7. BDP ve Demokratik Toplum Kongresi yetkili ve sözcüleri; Kürdistan Özerk Bölgesi, Kürt bayrağı, Kürtçe’nin öğretim dili ve resmî dil olması taleplerini artık her gün tekrarlıyorlar. Öcalan’dan ya “sayın” ya da “önderlik” diye bahsediyorlar. Yani yukarıdaki talepleri dile getiren grupların “önderi”, Abdullah Öcalan’dır. Dolayısıyla başbakanlığa bağlı bir organın herhangi bir yetkilisinin Öcalan’la görüşmüş olması bağışlanamaz bir davranıştır.

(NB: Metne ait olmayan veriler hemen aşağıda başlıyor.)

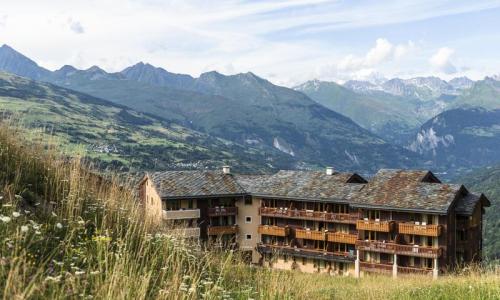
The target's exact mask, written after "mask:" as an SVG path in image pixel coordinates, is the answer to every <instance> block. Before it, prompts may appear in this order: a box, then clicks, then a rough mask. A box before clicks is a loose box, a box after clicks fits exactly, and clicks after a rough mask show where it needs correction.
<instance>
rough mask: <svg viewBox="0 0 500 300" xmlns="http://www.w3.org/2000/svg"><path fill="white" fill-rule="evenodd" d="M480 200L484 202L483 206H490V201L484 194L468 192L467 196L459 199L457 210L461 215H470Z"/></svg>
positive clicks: (465, 215)
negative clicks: (484, 195)
mask: <svg viewBox="0 0 500 300" xmlns="http://www.w3.org/2000/svg"><path fill="white" fill-rule="evenodd" d="M479 202H482V204H483V206H486V207H488V206H490V201H489V200H488V199H487V198H486V196H484V195H483V194H481V195H477V194H473V193H468V194H467V195H465V197H461V198H460V199H459V200H458V201H457V206H456V207H455V212H456V213H457V214H459V215H465V216H470V215H472V213H473V212H474V209H475V208H476V205H477V204H478V203H479Z"/></svg>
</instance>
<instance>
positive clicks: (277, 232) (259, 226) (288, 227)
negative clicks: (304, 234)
mask: <svg viewBox="0 0 500 300" xmlns="http://www.w3.org/2000/svg"><path fill="white" fill-rule="evenodd" d="M258 232H259V233H260V234H265V235H274V236H288V235H289V234H290V228H289V227H281V226H269V225H259V228H258Z"/></svg>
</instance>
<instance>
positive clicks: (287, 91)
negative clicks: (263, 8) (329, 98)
mask: <svg viewBox="0 0 500 300" xmlns="http://www.w3.org/2000/svg"><path fill="white" fill-rule="evenodd" d="M5 57H7V58H10V57H15V58H16V59H19V60H22V61H23V63H2V64H1V65H2V66H4V68H3V70H4V71H6V72H11V73H15V74H17V75H20V76H26V77H29V78H33V79H36V80H40V81H45V82H50V83H52V84H55V85H58V86H62V87H65V88H69V89H72V90H75V91H78V92H82V93H86V94H89V95H91V96H94V97H98V98H102V99H106V100H109V101H111V102H114V103H117V104H119V105H124V106H126V107H129V108H132V109H134V110H135V111H138V112H143V113H147V114H150V115H154V116H156V117H159V118H161V119H162V120H165V121H168V122H173V123H175V124H179V125H181V126H185V127H188V128H190V129H192V130H195V131H198V132H202V133H204V134H208V135H210V136H213V137H218V138H222V139H226V140H229V141H232V142H234V143H238V144H243V145H247V146H249V147H253V148H257V149H261V150H262V151H270V149H277V150H279V151H281V152H282V153H284V154H286V155H288V156H290V157H291V158H293V159H294V160H297V161H299V162H302V163H303V164H305V165H334V166H335V167H337V168H339V169H356V170H361V171H366V172H373V171H375V170H376V169H378V168H381V167H411V166H415V165H416V164H417V163H419V156H418V155H416V154H415V153H413V152H411V151H409V150H407V149H404V148H402V147H399V146H394V145H392V144H391V143H388V142H387V141H385V140H384V139H382V138H381V137H379V136H377V135H376V134H374V133H372V132H370V131H369V130H367V129H365V128H362V127H360V126H359V125H358V124H356V123H355V122H353V121H352V120H351V119H349V118H347V117H345V116H343V115H341V114H339V113H337V112H335V111H332V110H330V109H328V108H326V107H324V106H323V105H320V104H318V103H317V102H315V101H313V100H312V99H310V98H309V97H308V96H306V95H305V94H303V93H301V92H299V91H295V90H293V89H289V88H285V87H280V86H276V85H274V84H272V83H271V82H269V81H267V80H265V79H262V78H260V77H258V76H256V75H254V74H252V73H245V74H237V75H232V76H226V75H222V74H220V73H217V72H207V73H203V74H201V75H200V76H199V77H198V78H193V77H191V76H189V75H182V74H173V73H170V72H168V71H166V70H163V69H161V68H156V67H154V66H152V65H149V64H145V63H138V64H136V65H134V66H131V67H129V68H126V69H125V70H123V71H122V72H117V73H108V72H105V71H104V70H102V69H100V68H99V67H97V66H94V67H91V68H89V69H87V70H78V69H76V68H74V67H71V66H64V67H62V68H61V69H59V70H56V71H53V72H50V71H49V72H48V73H47V70H46V69H43V68H41V67H39V66H38V65H37V64H36V63H35V62H33V61H32V60H30V59H28V58H26V57H24V58H22V59H21V58H20V57H23V56H22V55H21V54H19V53H17V52H16V51H15V50H14V49H12V48H10V47H8V46H3V47H1V48H0V59H1V58H5ZM37 68H38V69H37ZM33 74H36V76H35V75H33Z"/></svg>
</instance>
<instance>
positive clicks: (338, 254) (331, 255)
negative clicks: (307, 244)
mask: <svg viewBox="0 0 500 300" xmlns="http://www.w3.org/2000/svg"><path fill="white" fill-rule="evenodd" d="M257 250H258V251H259V252H260V253H270V254H286V255H291V256H297V257H309V258H317V259H324V260H328V261H343V262H353V261H354V259H355V257H354V254H352V253H349V252H330V251H326V250H323V249H315V248H297V247H290V246H288V245H271V244H259V245H257Z"/></svg>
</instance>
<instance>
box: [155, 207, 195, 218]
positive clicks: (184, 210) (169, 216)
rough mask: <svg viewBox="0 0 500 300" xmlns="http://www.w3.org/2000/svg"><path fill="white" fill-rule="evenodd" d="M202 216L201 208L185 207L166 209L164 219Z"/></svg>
mask: <svg viewBox="0 0 500 300" xmlns="http://www.w3.org/2000/svg"><path fill="white" fill-rule="evenodd" d="M199 217H200V210H199V209H185V210H182V209H181V210H164V211H163V219H164V220H183V219H198V218H199Z"/></svg>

Üstelik Öcalan bir idam mahkûmudur ve Türk mahkemelerinin suçlu bulduğu bir kişiyle müzakere veya pazarlık yapmak, hukuk devleti niteliğiyle de bağdaşmaz.
8. “Hoşgörü, demokrasi, millî irade” gibi kavramlar; “Türk milletine dayalı, üniter ulus devlet”in müzakereye açılması için gerekçe olarak kullanılamaz. Devlete, ikinci bir milleti ortak kabul etmek, ülkeyi özerk veya federal bölgelere ayırmak, hoşgörüyle karşılanamaz; demokrasi bu yolda kullanılamaz. Demokrasi aynı zamanda bir kurallar ve kanunlar rejimidir; gerekli kanunlar çıkarılır ve titizlikle uygulanır. Gerçek millî irade ise ortaklığa ve bölünmeye zaten müsaade etmez.